Former DCMS chief returns to department having been handed a life peerage

Nicky Morgan, who quit as culture secretary and stepped down as an MP last month, has been reinstated as a life peer and handed back her DCMS brief.

Nicky Morgan

In an unprecedented move, Boris Johnson’s government has given Morgan a peerage and installed her as the only sitting member of his cabinet that is not an MP. The move was one of two revealed yesterday in a mini-reshuffle, with a larger shake-up expected in February.

There is already speculation among some political commentators that Morgan is merely a caretaker in the role and that a permanent appointment will be made in the spring.

After serving for just 104 days, Morgan became the shortest serving culture secretary ever when she stood down last month citing a desire to spend more time with her family. Her new role in the House of Lords tallies with this desire for a smaller political workload.
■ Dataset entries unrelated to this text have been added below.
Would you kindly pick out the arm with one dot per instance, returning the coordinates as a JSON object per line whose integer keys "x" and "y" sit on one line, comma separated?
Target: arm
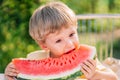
{"x": 10, "y": 72}
{"x": 91, "y": 73}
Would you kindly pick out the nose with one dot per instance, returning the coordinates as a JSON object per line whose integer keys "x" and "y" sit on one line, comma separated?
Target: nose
{"x": 69, "y": 44}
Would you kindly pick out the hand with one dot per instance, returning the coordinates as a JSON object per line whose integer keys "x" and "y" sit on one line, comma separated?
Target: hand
{"x": 88, "y": 68}
{"x": 10, "y": 72}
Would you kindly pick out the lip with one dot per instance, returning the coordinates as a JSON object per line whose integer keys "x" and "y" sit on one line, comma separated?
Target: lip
{"x": 70, "y": 51}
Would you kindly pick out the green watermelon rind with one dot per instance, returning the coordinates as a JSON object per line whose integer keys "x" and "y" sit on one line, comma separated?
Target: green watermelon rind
{"x": 60, "y": 75}
{"x": 71, "y": 77}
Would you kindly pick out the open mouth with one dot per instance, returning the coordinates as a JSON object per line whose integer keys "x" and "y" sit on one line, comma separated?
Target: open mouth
{"x": 70, "y": 51}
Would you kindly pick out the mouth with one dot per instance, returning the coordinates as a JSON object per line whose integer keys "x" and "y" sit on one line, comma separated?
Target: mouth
{"x": 70, "y": 51}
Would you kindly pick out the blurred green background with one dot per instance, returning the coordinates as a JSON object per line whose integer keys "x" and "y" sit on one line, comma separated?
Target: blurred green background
{"x": 14, "y": 23}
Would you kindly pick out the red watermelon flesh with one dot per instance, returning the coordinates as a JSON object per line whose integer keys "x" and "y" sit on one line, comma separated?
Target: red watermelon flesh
{"x": 50, "y": 68}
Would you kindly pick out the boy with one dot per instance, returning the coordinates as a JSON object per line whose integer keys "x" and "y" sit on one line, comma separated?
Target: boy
{"x": 54, "y": 27}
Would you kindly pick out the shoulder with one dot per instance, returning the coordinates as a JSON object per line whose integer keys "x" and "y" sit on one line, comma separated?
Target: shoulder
{"x": 39, "y": 54}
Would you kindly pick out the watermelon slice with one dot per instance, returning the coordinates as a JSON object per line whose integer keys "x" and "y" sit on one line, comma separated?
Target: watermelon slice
{"x": 54, "y": 68}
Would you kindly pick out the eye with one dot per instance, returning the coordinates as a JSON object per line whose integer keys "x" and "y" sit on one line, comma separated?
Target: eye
{"x": 72, "y": 34}
{"x": 59, "y": 40}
One of Johnson’s first moves upon his re-election was to kick-start a review into decriminalising non-payment of the licence fee, which could leave the BBC with £200m less a year.

In October, Morgan revealed that she is “open-minded” about scrapping the licence fee. Her immediate to-do-list will include updating PSB prominence legislation, contributing to Ofcom’s forthcoming PSB review and overseeing regulation to clamp down on social media firms.

Over the weekend, former culture secretary and arch-Brexiteer John Whittingdale was among the individuals linked to the role. Boris Johnson’s girlfriend, Carrie Symonds, served as his political adviser during his one-year DCMS tenure in 2015/2016.

Former shadow culture secretary Tom Watson also stood down at the election so Morgan will be facing up to a new opposite number once a new Labour cabinet has been announced.